Adam Reed has had his fair share of exposure and experience in food, coming from a long line of French chefs and having held a number of varied positions (such as an apprentice at René Pujol's, and as sous chef at the Russian Tea Room, both in New York). He is also a culinary and business professor at The Art Institute of Charlotte. In 2001, Reed and his wife Veronica opened Santé (from the French toast meaning "to your health"), a French-American cuisine restaurant with an "eclectic menu" that is like a "dance around the globe," with influences from Asia to South America, says Reed.
Creative Loafing: Do you have a certain routine to creating dishes?
Adam Reed: There is a little bit of a routine involved. Sometimes you will find things that you just build off of. You'll find something, like figs are starting to come into season now, and I love to do balsamic glazed figs, so I will think of what I can incorporate that with. I try to find flavors that mingle together. As a chef, over time, you kind of know what flavors work well together, so you just start bringing components together to build a dish. I can kind of tell how a dish is going to come out and taste just from that mental process, before I've actually created it. I think it's just like any craft, your brain starts to develop to the point where you can know what the food is going to be before you start.
What about the restaurant lifestyle appealed to you?
I liked the lifestyle of being a chef. I wasn't interested in sitting in an office; I liked the fast-paced nature of the business. I'm one of those triple-A-personality kind of people, I like to keep moving, I like the intensity of the environment, so that part really drew me in. I also really enjoyed being able to create a dish, enjoy that dish, or share it with other people and get that instant satisfaction of having something that I created bringing pleasure to someone else.

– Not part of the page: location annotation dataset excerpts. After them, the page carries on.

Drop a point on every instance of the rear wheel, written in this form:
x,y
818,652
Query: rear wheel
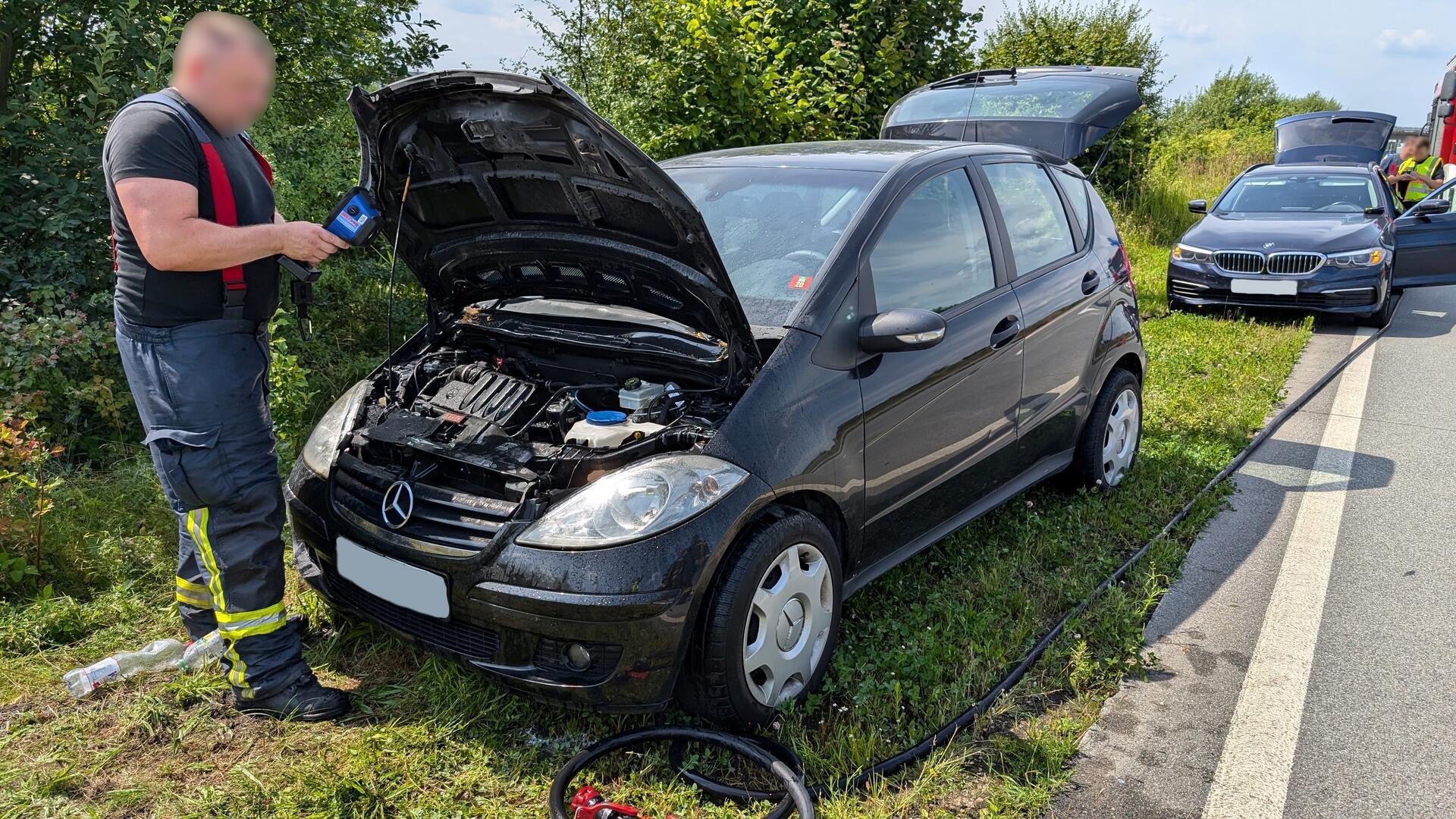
x,y
1112,431
770,623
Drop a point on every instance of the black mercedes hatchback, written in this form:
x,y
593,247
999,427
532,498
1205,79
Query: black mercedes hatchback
x,y
664,420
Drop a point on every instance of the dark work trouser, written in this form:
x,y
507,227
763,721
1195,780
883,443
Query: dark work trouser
x,y
201,394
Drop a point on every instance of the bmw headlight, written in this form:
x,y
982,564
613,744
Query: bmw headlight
x,y
1190,254
324,442
1367,257
635,502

Who has influenced you most?
In the beginning of my career, it was probably the influence of my family and my grandmother, who I spent a lot of time with, and who taught me a great deal, and for whom it was very important for me to demonstrate that I could do some of the things that she had taught me. Now, I don't have that; I don't have a mentor that I aspire to or who I consult or anything like that. If anything, I'm trying to inspire others now through teaching at The Art Institute. I feel like things have come full circle for me where people look for the opportunity to come work for me. There are other chefs in the community for whom I push myself to maintain a high level and standard of cuisine so I can get the respect of my peers in the community.